先の事とか色々考えながらも、一日一日に笑いがあれば
一日が楽しくなれた。

理不尽が一番納得できなくて、大人達とのすれ違いも
たくさんあって。

何も世の中に役に立てなくても、仲間がいれば
寂しくなくて毎日が飽きない日々。

無茶なんてその一瞬。


終わってみたら皆で笑い転げて笑い声だけが深夜に
木霊する。

暇だとか言いながら
何かを探していた。

このグループは男の子。


男の子だからこその青春時代?(笑)

彼女皆いても証さないみたいな(笑)

みんな解っていたんだろうね。
ここには男の子のグループだから俺達は楽しめる場所が在ることを。

端から見たらただの不良グループにしか思われなくても、
そんなの関係なくて。
はい、好きなように俺達を分析してください!って


見た目で判断するな…


俺達の何が解って伝わんの?


そんな感じ(笑)


熱海まで六人でチャリこいで夏休みに旅した事あるんだけど、当初バイクで行けばいいんじゃねーの?
って意見にね…
「苦しい場面もないのに楽な旅なんてなんの意味が在るのか?」

それでチャリで行ったんです。
参加しない奴もいたけど、そんな事どうでもよくて。

見えない見たこともない経験をただ知りたかっただけなんだと思う。


まぁね…ハチャメチャな夏の思い出。

夏休みが終わって、こんな話を少し話した高校の友人が
「ださくね?嘘でしょ?」

うん。
ママチャリこいで、海老名から熱海まで行くなんて
端から見たら不思議に思うかもしれない。


でもね。


チャリだから経験出来ないことその一日でたくさんあった。

小田原当たりで俺の自転車がパンクしたとき丁度坂道が急で、皆から遅れをとっていたときに

「おまえおせーから代わってやんよ」

って。

この時、そんなに深く考えていなかったけど
熱海に着いたときに丁度花火大会がしていて、疲れ果てた自分達を歓迎してくれる花火に思えた。

この後も大変だったの。
警察に補導されないように、泊まる場所確保するためになぜだかしれんけど、熱海の市内を長時間さ迷ったあげく

住職の家に泊まったり。


次の日ビーチで日中騒いで楽しんだ後
「これから帰らん?警察に補導されても厄介じゃね?」
まぁね地元じゃないから厄介のはわかった。
でも俺は帰りたくなかった。
この楽しい時間の後には日々の現実と向き合って行くことが
どれだけ苦痛があるのか分かっていた。

「帰りたくね」

そう俺は言ったと思う。

皆は黙っていたと思うけど、リーダーがその意見を通してくれた。

で、当時熱海公園の建設予定の工事中の場所に寝床に。

寝床じゃないね。

朝方まで皆結局起きていて。


夜中、親友と雨の中ブルドーザーの中で世の中や自分たちの環境の想いをさらけ出して泣いた自分に折り返し静かな波が二人に返した時間を今だに覚えている。
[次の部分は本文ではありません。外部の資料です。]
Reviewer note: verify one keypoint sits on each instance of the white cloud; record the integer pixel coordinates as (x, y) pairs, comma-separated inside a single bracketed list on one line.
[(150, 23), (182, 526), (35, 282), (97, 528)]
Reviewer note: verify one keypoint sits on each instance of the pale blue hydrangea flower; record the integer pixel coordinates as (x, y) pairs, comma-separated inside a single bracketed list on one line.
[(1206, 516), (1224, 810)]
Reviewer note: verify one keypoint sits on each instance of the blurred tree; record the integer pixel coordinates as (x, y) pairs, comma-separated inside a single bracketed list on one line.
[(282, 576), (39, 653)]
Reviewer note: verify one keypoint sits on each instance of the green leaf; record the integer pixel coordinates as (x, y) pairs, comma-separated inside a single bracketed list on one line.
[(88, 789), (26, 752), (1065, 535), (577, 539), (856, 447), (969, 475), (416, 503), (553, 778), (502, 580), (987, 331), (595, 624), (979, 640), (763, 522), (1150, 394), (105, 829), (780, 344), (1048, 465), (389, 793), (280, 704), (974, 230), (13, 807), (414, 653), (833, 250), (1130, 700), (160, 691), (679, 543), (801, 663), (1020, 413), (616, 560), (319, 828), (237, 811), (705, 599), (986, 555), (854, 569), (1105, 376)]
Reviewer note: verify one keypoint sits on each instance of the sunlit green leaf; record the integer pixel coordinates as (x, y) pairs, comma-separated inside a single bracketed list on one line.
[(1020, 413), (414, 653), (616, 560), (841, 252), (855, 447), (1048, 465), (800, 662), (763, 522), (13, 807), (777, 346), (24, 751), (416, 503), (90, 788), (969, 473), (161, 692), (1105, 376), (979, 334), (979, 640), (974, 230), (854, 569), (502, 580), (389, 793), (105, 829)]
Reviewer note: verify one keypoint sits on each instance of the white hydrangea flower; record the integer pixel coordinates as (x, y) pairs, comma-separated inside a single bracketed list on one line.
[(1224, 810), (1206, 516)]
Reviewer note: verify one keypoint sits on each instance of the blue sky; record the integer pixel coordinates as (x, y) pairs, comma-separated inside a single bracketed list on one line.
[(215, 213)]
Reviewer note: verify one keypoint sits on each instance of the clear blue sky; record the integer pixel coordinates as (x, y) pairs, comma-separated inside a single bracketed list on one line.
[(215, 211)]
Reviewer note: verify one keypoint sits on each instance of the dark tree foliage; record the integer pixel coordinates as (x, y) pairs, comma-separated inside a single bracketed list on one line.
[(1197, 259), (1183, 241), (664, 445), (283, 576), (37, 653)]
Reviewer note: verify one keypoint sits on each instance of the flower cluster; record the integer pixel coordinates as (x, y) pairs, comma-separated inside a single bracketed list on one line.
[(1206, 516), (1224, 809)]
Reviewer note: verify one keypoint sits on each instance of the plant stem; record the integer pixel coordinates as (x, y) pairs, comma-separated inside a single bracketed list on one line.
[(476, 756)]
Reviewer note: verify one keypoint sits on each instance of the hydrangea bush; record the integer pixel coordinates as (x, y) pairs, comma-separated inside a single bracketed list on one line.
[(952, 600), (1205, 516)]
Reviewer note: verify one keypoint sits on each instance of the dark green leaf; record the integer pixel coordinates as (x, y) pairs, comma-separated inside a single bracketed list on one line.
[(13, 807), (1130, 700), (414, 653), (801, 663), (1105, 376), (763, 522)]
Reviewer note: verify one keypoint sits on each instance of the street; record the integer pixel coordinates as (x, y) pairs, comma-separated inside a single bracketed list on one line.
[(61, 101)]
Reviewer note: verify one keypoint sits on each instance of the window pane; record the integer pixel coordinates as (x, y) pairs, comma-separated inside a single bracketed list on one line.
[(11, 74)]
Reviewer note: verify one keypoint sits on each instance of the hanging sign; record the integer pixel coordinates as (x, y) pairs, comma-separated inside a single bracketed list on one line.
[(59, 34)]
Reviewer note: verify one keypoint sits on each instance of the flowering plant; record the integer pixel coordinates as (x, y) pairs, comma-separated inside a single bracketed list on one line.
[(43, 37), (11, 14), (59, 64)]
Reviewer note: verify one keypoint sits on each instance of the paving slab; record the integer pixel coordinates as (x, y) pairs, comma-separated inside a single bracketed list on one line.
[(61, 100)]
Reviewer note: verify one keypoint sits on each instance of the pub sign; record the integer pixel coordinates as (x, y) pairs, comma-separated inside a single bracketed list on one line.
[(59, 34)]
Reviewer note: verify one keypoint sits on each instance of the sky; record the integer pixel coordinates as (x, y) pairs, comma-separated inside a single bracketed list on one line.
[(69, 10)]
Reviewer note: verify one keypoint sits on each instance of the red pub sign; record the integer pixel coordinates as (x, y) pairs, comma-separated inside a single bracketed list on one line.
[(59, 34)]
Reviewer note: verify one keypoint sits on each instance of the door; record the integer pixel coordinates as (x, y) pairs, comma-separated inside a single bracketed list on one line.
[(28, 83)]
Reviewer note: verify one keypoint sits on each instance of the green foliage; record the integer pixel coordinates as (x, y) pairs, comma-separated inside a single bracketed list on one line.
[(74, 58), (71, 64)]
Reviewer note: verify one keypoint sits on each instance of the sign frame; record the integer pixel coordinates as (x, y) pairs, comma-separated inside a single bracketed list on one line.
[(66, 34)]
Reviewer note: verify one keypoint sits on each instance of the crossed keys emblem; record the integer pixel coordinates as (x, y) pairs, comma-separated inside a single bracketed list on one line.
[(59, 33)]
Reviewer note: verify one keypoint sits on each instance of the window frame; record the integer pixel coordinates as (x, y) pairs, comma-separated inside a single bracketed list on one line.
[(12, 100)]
まったりと二人で話していたら他の奴らが急に脅かしてきて(笑)

人生の環境なんて
いつでもどうにもなる

己の強い意志さえあれば。

17のこの夜初めて理解した。


朝方、熱海のビーチをずっと皆で眺めて
「自転車で有料道路突っ走るか?」

誰も反対する奴もいなく(笑)

海老名に着いたのは夕方。

何事もなくこの時も親友と別れて帰路に着いた。

家につく手前、不思議と二日前に同じ景色が違うことに驚いた。

少年でも大人でもどちらでもいい。


それはね周りが決めつけること、自分達には自分達の世界があればいいのさ。

この時間は二度と帰らない。
この時間があったからこそ息子にも大切な仲間を
見つけてほしいと切に願う。

仲間はいつまでもどんな結末にしても財産である。

1996の夏を。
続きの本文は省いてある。